Thank you for clarifying a few things for me. I still am a little confused, especially since I will be recording a small loss this year. From what I understand, Class 12 has a rate of 100% and Class 52 is temporarily 100%. I am not an accountant and think this is probably the area that confuses me the most. To help me better understand; please advise if these examples are correct or incorrect.

Class 52 Cost - $2,000.00 (example only)
Class 12 Cost - $750.00 (example only)

If enough profit at year end to take full depreciation:

Credit Class 52 Acc. Amort. - $2,000.00
Credit Class 12 Acc. Amort. - $750.00
Debit Amort. Expense - $2,750.00

Claim 100% CCA on both?

If a loss:

Credit Class 52 Acc. Amort. - $2,000.00
Credit Class 12 Acc. Amort. - $750.00
Debit Amort. Expense - $2,750.00

Claim 0% CCA on both?

If this is correct for the loss, and next year I have a profit, can I still claim 100% CCA or is it lost? If not lost, how do I claim it next year if a profit? Also, either way the net book value for the 2 classes is $0.00?

Again thank you so much for your help. I would love to get my CGA to help me with all of this but am not able to at the moment.

Keep up the great work...your site is easy to navigate, interesting to read, and extremely helpful.

Kallie

Feb 04, 2011
How CCA Works
by: Lake

You are almost there. I just want to review how I understand CCA works before I respond directly to your question.

One of the benefits of CCA is that it is optional. This means you can use it in your tax planning strategy.

What this means is if you don't use it, you don't lose it ... you save it for a future year. This is advantageous in the year you experience a loss ... just like your situation.

Also, in your example above, you left off the "in-between" option. It is not an all or nothing claim. Using your example, you can claim any where from $0 to $2,750 ... in other words you can make a partial claim.

CCA by its very nature has a built in limit you can claim in each year. If you don't claim any CCA in the current year, you do not get to claim double next year ... but the CCA you did not claim in the current year is not lost ... it is just saved for use in a future year.

This optional feature of CCA is one of the reasons it is not an acceptable method for booking depreciation/amortization in your financial statements ... if you are following GAAP. This method no longer "matches" expenses with revenues.

The other reason it is not GAAP is the rate of depreciation may not represent the proper amount of "using up" of the asset over its life ... because the government's objectives are different as I've mentioned in other posts. Their objective is to control the social and political environment.

This means that each year you don't make a CCA claim ... or make a partial CCA claim, you are behind in depreciating your assets ... which is not in conformance with GAAP.

Stephen Thompson, in his book 167 Tax Tips for Canadian Small Business, gives this tip.

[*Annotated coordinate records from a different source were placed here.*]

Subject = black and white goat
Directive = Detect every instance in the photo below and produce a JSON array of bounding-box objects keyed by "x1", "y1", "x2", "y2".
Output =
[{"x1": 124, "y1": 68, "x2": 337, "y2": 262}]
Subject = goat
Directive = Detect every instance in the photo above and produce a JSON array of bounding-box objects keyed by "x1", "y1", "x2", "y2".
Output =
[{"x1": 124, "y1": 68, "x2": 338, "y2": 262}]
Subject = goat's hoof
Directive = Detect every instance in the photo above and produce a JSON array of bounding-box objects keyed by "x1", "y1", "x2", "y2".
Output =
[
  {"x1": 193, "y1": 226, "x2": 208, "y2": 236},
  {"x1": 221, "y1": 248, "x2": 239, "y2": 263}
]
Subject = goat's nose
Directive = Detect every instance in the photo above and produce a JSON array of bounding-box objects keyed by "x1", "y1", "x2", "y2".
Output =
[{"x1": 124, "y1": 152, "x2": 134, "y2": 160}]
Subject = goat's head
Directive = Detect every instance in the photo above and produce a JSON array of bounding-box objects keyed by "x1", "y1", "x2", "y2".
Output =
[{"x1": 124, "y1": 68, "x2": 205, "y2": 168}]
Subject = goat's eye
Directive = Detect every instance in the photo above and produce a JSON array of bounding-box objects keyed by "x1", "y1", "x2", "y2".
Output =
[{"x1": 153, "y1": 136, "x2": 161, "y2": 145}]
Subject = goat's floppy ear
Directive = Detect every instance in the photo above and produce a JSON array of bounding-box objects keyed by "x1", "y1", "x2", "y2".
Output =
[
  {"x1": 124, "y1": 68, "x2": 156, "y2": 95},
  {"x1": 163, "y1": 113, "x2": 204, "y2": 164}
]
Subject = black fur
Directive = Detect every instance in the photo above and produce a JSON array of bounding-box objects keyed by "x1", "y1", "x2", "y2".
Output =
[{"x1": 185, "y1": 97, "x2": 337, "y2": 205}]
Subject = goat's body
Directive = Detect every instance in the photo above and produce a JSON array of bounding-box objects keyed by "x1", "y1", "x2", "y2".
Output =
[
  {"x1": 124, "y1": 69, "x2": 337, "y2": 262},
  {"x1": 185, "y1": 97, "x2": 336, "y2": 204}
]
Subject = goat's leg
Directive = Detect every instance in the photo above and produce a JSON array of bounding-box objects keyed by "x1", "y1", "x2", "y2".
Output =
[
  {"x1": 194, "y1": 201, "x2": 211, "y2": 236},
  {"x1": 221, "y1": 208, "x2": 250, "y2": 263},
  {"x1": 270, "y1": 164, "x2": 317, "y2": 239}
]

"When deferring CCA deductions, start by deferring fast-depreciating assets first to provide maximum flexibility."

So keep in mind that from a tax perspective, you are trying to manipulate (legally) your income to minimize your income tax payable ... in the long term. This means sometimes you might want to "save" your CCA claim for a future year where you expect to have higher income and therefore experience a greater benefit from the claim than in a lower income year.

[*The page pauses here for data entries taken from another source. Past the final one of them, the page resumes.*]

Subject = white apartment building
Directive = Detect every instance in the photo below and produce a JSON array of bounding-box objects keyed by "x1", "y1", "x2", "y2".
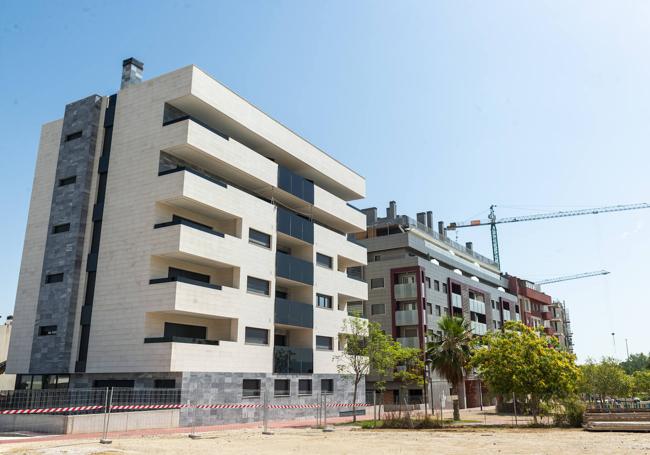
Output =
[{"x1": 7, "y1": 59, "x2": 368, "y2": 420}]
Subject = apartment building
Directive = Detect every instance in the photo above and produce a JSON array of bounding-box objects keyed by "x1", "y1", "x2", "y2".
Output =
[
  {"x1": 7, "y1": 59, "x2": 368, "y2": 424},
  {"x1": 507, "y1": 275, "x2": 573, "y2": 352},
  {"x1": 354, "y1": 201, "x2": 522, "y2": 407}
]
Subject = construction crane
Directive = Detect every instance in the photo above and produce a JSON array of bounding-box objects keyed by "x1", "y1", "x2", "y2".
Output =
[
  {"x1": 535, "y1": 270, "x2": 610, "y2": 286},
  {"x1": 447, "y1": 203, "x2": 650, "y2": 266}
]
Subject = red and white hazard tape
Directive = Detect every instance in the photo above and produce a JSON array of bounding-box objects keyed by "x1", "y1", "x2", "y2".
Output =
[
  {"x1": 0, "y1": 403, "x2": 372, "y2": 414},
  {"x1": 0, "y1": 405, "x2": 104, "y2": 414}
]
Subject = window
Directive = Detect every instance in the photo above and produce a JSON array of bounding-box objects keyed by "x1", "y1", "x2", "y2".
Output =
[
  {"x1": 273, "y1": 379, "x2": 291, "y2": 397},
  {"x1": 45, "y1": 273, "x2": 63, "y2": 283},
  {"x1": 246, "y1": 276, "x2": 271, "y2": 295},
  {"x1": 242, "y1": 379, "x2": 262, "y2": 398},
  {"x1": 245, "y1": 327, "x2": 269, "y2": 344},
  {"x1": 298, "y1": 379, "x2": 311, "y2": 395},
  {"x1": 320, "y1": 379, "x2": 334, "y2": 395},
  {"x1": 52, "y1": 223, "x2": 70, "y2": 234},
  {"x1": 65, "y1": 131, "x2": 82, "y2": 142},
  {"x1": 59, "y1": 175, "x2": 77, "y2": 186},
  {"x1": 370, "y1": 303, "x2": 386, "y2": 316},
  {"x1": 316, "y1": 294, "x2": 332, "y2": 308},
  {"x1": 316, "y1": 253, "x2": 332, "y2": 269},
  {"x1": 248, "y1": 228, "x2": 271, "y2": 248},
  {"x1": 316, "y1": 335, "x2": 334, "y2": 351},
  {"x1": 38, "y1": 325, "x2": 57, "y2": 337}
]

From a GAAP perspective, when preparing financial statements, management is trying to meet management objectives which could be minimizing income, maximizing income, or smoothing income while staying in compliance with GAAP guidelines ... so that the information presented to third parties is fair and unbiased.

I hope this makes sense Kallie. Please make sure you check in with your accountant once available to confirm my understanding of CCA.